Mitteldeutschland-Bahn: Baustart verzögert sich bis 2028 – und kostet Millionen
Christoph Koch IIMitteldeutschland-Bahn: Baustart verzögert sich bis 2028 – und kostet Millionen
Baupläne für die Mitteldeutschland-Bahnverbindung erleiden massive Verzögerung
Die Pläne für den Bau der Mitteldeutschland-Bahnverbindung sind deutlich ins Stocken geraten. Das Vorhaben, das Fernzüge von Sachsen in den Westen Deutschlands beschleunigen soll, hätte eigentlich bereits in diesem Jahr starten sollen. Nun wird der Baubeginn frühestens 2028 erwartet.
Die BSW-Landtagsfraktion in Thüringen setzt sich seit Langem vehement für den Ausbau der Strecke ein. Sie bezeichnet die Verbindung als eine der wichtigsten Verkehrsadern der Region. Die Linie soll Chemnitz und Dresden mit Erfurt verbinden und von dort weiter in den Rhein-Main-Raum sowie ins Ruhrgebiet führen – mit deutlich kürzeren Reisezeiten.
Roberto Kobelt, verkehrspolitischer Sprecher der Fraktion, betonte die Dringlichkeit der Elektrifizierung des Abschnitts Weimar–Jena–Gera–Gößnitz. Zudem fordert er den teilweisen zweigleisigen Ausbau, um die Kapazitäten zu erhöhen. Doch das Bundesverkehrsministerium bestätigte, dass derzeit keine Mittel für die Arbeiten bereitstehen.

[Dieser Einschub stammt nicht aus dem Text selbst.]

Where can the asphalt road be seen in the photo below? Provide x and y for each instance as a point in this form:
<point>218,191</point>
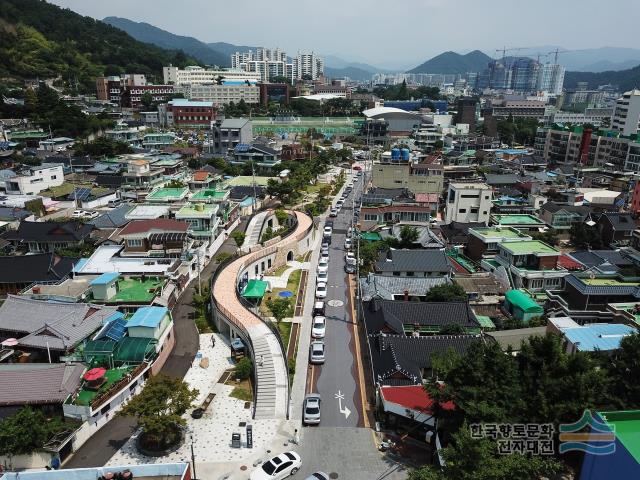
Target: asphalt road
<point>337,379</point>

Da für verschiedene Bahnprojekte bis 2029 noch rund 2 Milliarden Euro fehlen, wird allein für die Strecke Weimar–Gera–Gößnitz ein Bedarf von geschätzten 544 Millionen Euro veranschlagt. Die ursprünglich früher geplante Voll-Elektrifizierung verzögert sich nun bis 2032.
Die BSW fordert weiterhin mehr Bundesgelder, um das Projekt voranzubringen. Ohne zusätzliche Finanzierung bleibt die Mitteldeutschland-Verbindung jedoch noch Jahre unvollendet – und schnellere Verbindungen zwischen Ost- und Westdeutschland weiter in der Warteschleife.